Meet Our New Faculty

GPS welcomed two new faculty members this fall who arrived with energy, enthusiasm and a diverse range of teaching experiences. Learn a little about each of them below as we asked three questions about their academic focus, research and teaching.

Maria Carreri

Maria Carreri

Q: What is your academic focus?
A: I study political selection and its consequences across diverse institutional environments. I ask how the identity, preferences and competence of individual leaders shape policy. I often study these topics in the context of local governments.

Q: What are the real-world impacts of your research?
A: Unlike institutional determinants of good governance, managerial effectiveness can be taught, especially as more countries are creating or empowering local governments. Pakistan for instance recently introduced local elected positions for the first time, creating a cohort of first-time local politicians who might greatly benefit from training on managerial practices in local governments.

Q: What skills or understanding do you hope students leave your class with?
A: I hope that the students in the capstone class leave mastering the methodological tools to approach the policy problems that they will work on in their careers. At the same time, I hope that they will leave with the understanding that even data-driven, methodological studies have limitations and understanding these limitations and their implications for generalizing a study's result is the only way to formulate accurate and honest policy implications.

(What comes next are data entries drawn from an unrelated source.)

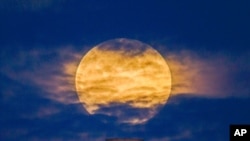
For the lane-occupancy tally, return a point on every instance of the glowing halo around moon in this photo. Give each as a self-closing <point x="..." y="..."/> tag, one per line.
<point x="123" y="78"/>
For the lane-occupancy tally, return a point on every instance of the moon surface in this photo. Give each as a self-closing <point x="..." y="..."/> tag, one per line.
<point x="125" y="79"/>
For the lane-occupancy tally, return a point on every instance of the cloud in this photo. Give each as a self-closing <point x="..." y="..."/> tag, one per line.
<point x="213" y="76"/>
<point x="50" y="70"/>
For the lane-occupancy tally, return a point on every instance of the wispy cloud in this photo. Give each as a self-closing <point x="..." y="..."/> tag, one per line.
<point x="54" y="72"/>
<point x="212" y="76"/>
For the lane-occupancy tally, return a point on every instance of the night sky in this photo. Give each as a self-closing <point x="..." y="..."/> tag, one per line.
<point x="205" y="43"/>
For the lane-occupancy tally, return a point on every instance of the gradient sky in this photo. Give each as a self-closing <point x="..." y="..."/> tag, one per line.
<point x="206" y="44"/>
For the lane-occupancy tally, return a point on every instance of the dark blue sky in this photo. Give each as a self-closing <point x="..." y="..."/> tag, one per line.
<point x="35" y="36"/>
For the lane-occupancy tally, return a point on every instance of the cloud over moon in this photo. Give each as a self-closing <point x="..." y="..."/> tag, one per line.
<point x="54" y="73"/>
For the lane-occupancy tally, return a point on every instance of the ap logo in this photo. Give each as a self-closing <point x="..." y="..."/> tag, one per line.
<point x="239" y="132"/>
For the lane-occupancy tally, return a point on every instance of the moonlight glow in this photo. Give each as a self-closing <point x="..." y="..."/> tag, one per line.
<point x="120" y="75"/>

For my urban politics class, I hope that students will understand how municipal governments profoundly impact the day-to-day of citizens and think of local governments as an exciting avenue for policy change. And, that by the end of the course they will have a better understanding of how politics and governance operate at the local level in the U.S. and across the world.

Michael Davidson

Michael Davidson

Q: What is your academic focus?
A: I look at the engineering implications and institutional conflicts inherent in adding low-carbon energy to the power grid, with an emphasis on areas with market structures that are emerging, particularly in China and India, or rapidly evolving like the Western U.S.

Q: What are the real-world impacts of your research?
A: Policymakers, regulators and firms around the world are grappling with challenges of bringing online more renewable and low-carbon energy, ranging from where to site these new facilities to how to manage the increasing complexity and uncertainty associated with their operation. My work highlights how moving from 5 to 50 percent share of clean energy and beyond will depend on both engineering and institutional advances, some of which are interdependent.

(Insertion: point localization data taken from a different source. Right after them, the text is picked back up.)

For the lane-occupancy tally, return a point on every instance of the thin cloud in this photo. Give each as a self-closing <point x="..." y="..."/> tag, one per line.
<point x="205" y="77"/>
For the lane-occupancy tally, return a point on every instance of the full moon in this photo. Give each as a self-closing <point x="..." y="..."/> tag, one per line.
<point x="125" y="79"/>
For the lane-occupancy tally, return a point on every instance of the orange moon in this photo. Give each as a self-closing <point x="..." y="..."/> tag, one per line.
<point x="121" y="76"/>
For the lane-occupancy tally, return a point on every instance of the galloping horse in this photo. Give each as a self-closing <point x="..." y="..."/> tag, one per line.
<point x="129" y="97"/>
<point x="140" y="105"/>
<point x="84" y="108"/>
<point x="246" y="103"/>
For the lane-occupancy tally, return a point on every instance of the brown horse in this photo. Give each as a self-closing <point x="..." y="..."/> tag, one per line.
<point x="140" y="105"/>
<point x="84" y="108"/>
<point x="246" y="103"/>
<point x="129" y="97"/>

In particular, countries such as China and India are increasingly turning to markets to help with this transition, but there are many historical legacies that affect market designs and, in turn, alter technology choices and operation. Identifying "second-best" policies that take into account these constraints can help us move more rapidly on pathways to sustainability.

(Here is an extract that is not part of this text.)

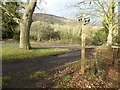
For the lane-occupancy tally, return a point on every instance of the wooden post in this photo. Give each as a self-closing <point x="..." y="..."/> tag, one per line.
<point x="83" y="45"/>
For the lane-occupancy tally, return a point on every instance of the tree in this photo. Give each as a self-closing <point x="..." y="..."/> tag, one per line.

Q: What skills or understanding do you hope students leave your class with?
A: Infrastructures—such as energy, water and transportation—are the product of interactions among engineering, political and economic variables. They are key to addressing highly salient political objectives such as economic growth and environmental protection, while coming with their own unique sets of engineering realities and economic features. In my teaching and mentoring, I will bring together these three strands in service of making good energy and environmental policy and regulation.

I expect students to be able to articulate the key drivers of specific environmental challenges, explain the evolution of energy governance structures in general and in case countries, and develop a menu of technological and policy solutions fit for context.